Government policies significantly influence gasoline prices, leading to disparities across countries. Most nations tax gasoline, while some subsidize it, especially oil exporters. Higher income countries typically impose steeper gasoline taxes to harness revenue. There’s a growing call to reduce fossil fuel subsidies to curtail greenhouse gas emissions, advocating for carbon pricing to promote clean technology.

The global energy system encompasses diverse infrastructure requiring extensive investment, with USD 2.8 trillion spent in 2023. Public finance significantly supports energy projects, where fossil fuels received 56% of funding from 2013 to 2022. Clean energy finance increased until 2021, highlighting varying regional priorities and the dominance of large projects in funding distribution.

Energy historian Roger Fouquet’s analysis of historic energy transitions in household heating in England from 1300 to 2000 reveals interesting trends.
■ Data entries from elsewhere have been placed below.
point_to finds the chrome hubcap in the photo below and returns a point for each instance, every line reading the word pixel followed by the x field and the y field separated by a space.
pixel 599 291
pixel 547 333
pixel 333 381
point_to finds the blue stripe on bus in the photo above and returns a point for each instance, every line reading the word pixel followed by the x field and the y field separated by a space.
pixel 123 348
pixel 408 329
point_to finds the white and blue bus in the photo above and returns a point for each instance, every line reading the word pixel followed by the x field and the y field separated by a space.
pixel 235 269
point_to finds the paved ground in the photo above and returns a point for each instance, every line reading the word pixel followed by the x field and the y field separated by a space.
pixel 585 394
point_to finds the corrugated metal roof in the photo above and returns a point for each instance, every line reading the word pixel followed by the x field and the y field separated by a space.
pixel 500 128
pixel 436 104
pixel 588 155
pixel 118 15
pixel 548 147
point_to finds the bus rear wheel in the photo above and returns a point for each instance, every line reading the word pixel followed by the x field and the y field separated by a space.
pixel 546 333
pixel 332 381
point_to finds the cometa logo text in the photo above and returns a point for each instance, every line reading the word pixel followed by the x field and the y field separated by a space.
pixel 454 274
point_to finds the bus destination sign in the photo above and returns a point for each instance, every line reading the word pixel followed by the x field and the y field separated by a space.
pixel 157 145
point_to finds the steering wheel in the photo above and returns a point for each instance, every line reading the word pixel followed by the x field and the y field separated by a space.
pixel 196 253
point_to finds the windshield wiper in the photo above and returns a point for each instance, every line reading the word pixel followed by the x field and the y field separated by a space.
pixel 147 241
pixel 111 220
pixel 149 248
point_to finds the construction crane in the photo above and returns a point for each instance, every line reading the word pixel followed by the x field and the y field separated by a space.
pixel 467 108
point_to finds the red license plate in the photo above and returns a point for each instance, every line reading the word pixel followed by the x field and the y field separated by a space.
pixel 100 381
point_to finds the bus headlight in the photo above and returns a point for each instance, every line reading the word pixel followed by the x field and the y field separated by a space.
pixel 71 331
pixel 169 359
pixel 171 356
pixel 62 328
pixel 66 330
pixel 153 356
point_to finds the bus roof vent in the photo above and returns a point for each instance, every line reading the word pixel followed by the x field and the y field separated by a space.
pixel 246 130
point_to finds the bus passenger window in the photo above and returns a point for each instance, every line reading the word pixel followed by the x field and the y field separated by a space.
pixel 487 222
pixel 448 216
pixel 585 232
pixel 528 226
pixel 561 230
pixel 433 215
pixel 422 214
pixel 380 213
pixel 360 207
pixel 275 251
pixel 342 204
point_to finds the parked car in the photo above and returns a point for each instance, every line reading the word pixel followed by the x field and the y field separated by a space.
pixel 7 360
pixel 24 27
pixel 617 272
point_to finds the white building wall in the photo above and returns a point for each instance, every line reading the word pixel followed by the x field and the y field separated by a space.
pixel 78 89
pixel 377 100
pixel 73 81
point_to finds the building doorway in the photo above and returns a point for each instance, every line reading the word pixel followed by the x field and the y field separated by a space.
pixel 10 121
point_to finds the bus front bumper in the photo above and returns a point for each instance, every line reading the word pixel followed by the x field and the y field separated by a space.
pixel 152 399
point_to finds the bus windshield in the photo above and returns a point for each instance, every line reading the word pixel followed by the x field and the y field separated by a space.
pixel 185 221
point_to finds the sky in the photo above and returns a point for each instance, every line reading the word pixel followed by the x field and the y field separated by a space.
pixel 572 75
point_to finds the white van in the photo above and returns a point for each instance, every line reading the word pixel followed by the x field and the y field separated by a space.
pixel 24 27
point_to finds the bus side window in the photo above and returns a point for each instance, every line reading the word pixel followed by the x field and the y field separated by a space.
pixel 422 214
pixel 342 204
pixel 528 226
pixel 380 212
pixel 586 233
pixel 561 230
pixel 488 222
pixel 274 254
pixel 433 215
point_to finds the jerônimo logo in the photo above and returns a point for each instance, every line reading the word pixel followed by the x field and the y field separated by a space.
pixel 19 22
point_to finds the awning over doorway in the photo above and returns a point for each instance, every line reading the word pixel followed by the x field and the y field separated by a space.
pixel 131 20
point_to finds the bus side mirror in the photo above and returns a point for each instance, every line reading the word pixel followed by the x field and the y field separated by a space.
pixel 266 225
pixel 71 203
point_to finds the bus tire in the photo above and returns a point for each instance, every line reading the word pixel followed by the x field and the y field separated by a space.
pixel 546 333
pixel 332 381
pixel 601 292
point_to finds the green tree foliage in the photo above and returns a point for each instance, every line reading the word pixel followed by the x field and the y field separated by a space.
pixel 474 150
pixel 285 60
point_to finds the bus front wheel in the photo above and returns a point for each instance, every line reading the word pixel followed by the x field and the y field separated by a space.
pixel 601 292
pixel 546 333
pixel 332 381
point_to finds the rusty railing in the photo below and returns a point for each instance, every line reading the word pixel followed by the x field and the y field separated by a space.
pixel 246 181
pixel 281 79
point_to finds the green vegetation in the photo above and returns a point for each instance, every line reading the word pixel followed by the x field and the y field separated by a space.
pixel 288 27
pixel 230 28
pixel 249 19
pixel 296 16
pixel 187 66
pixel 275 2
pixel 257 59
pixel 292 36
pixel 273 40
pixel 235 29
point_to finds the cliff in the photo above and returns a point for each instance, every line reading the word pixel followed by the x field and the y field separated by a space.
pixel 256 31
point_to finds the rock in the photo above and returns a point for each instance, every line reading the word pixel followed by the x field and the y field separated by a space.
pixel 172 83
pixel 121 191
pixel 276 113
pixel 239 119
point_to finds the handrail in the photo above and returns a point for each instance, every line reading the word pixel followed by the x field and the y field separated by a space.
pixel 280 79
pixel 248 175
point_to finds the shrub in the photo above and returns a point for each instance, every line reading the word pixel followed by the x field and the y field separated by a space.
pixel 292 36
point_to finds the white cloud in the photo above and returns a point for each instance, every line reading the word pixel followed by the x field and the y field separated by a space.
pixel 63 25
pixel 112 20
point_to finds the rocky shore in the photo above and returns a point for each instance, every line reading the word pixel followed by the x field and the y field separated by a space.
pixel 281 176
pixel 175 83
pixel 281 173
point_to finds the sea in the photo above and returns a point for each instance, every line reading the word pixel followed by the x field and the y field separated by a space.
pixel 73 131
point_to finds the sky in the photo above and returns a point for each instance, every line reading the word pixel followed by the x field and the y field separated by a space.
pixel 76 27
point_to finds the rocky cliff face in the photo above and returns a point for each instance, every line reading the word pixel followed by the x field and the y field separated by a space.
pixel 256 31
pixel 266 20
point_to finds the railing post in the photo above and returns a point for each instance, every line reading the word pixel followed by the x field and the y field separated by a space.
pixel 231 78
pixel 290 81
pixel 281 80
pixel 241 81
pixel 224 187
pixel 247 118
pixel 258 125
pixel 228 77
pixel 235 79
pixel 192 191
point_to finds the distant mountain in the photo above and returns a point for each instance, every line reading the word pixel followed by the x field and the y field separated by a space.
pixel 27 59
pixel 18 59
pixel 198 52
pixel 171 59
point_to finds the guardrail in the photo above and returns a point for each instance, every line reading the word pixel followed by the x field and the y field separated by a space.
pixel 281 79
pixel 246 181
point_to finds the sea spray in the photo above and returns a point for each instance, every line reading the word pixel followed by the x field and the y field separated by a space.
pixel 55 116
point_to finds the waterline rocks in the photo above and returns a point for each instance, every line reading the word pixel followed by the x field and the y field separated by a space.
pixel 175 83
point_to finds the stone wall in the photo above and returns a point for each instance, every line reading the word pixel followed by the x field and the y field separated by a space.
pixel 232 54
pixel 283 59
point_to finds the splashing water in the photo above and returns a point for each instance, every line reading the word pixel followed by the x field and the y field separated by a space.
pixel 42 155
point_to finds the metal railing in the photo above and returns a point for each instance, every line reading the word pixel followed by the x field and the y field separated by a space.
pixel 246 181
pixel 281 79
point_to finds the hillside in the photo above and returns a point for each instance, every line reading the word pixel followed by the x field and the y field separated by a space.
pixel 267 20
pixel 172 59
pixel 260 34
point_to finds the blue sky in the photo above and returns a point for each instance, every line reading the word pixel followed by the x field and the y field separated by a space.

The shift from wood to coal and later to natural gas resulted in fluctuations in fuel prices. Despite the increase in energy costs, improvements in technology and air quality led to a significant decrease in the price of heating services by 2000.

Global oil and gas consumption increased by 14% from 2013 to 2023, posing a challenge to limiting global warming. JP Morgan Chase led in financing upstream oil and gas activities, providing over USD 67 billion to various companies. Concerns were raised about banks’ commitment to reaching net zero emissions and prioritizing policies allowing the purchase of carbon offsets, which may promote greenwashing. Some oil and gas companies have weakened their commitments to reduce investment in upstream projects.

Electricity plays a crucial role in modern society, constituting 21% of energy use in the EU in 2022 and expected to grow due to initiatives in transportation and heating. The 220 largest electricity companies globally represent about 3% of the total market cap of publicly traded companies. This industry is highly concentrated, with just five companies holding 20% of the market cap.

Oil and natural gas make up 55% of global energy use, with the top 350 companies holding a combined market cap of $7.2 trillion, comprising 7% of the world’s largest companies. State-owned enterprises control 90% of the world’s crude oil reserves. Just 8 companies hold 50% of the market cap.

Many experts advocate for “putting a price on carbon” to reduce greenhouse gas emissions and address climate change. This involves capturing the external costs of emissions and linking them to their sources through a price. Approaches include emissions trading systems (e.g., “cap and trade”) and carbon taxes. Currently, 73 initiatives cover 23% of global emissions, with examples in South Africa and the European Union.